Hacia el año 1620, una aldeana de 26 años cuidaba las vacas en la ladera del Monte Valerien, a 11 kilómetros al oeste de Paris. Mirando a lo lejos divisaba la capital, mientras cerca, a sus pies, se acurrucaba Suresnes, su pueblo. Distinguía la parroquia y hasta su pobre casa, hecha, como todas las del pueblo, de adobes, reforzadas con vigas delgadas de madera para resistir las lluvias. A pesar de abundar los viñedos y los pastos, en el pueblo había cantidad de pobres. La joven se llamaba Margarita Naseau. Frecuentemente se emocionaba al ver subir a labriegos y ciudadanos de rodillas la ladera del monte hasta la cumbre a rezar en la ermita y junto a un Calvario que allí había, centro de peregrinaciones desde hacía muchos siglos.
Mientras contemplaba el panorama de aire limpio, pensaba, y era una rutina, qué podría hacer por tantos pobres como veía por los pueblos cercanos y en Paris. Sin saber por qué, se sentía empujada a encaminar especialmente a las chicas a que salieran de la pobreza hacia un porvenir seguro. Pero ni las niñas ni las jóvenes del pueblo sabían leer y muy poco de catequesis, pues en el pueblo no existía escuela de niñas. Y únicamente si sabía leer, una mujer podría llevar una granja o ser dependienta en una tienda o convertirse en algo más que una simple criada en los elegantes palacios de los nobles y burgueses. Todo esto solía pensarlo casi a todas las horas. Y un día se decidió a enseñarles ella misma a leer sin cobrarles nada. No se lo encargaría a otros, lo haría ella. Pero Margarita no sabía leer.
Mientras arreaba las vacas hacia la cuadra de su casa, repetía en su interior: no sé leer y así no puedo ayudarlas.
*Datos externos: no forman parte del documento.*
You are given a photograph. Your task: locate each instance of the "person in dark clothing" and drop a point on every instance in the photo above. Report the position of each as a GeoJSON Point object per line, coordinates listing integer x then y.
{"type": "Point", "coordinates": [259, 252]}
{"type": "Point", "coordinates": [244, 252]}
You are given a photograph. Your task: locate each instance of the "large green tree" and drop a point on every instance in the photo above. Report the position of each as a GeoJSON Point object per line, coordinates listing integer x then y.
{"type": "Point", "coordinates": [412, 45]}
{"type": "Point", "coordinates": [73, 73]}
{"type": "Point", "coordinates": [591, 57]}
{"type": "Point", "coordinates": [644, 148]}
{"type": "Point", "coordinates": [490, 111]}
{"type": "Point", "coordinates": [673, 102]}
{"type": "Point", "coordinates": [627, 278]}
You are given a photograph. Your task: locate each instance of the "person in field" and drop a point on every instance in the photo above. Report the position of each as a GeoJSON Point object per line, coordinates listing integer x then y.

Mientras cenaba en un cuenco mijo cocido y un trozo de pan, en su cabeza resonaba «no sé leer». Cuando se tumbó para dormir en el jergón lleno de paja que le correspondía en una esquina de la única habitación de la casa, su cabeza parecía estallar con la retumbona frase «no sé leer». De repente encontró la solución tan conocida como inesperada: pues aprendo a leer. Así de sencillo, aunque comprometido y sacrificado.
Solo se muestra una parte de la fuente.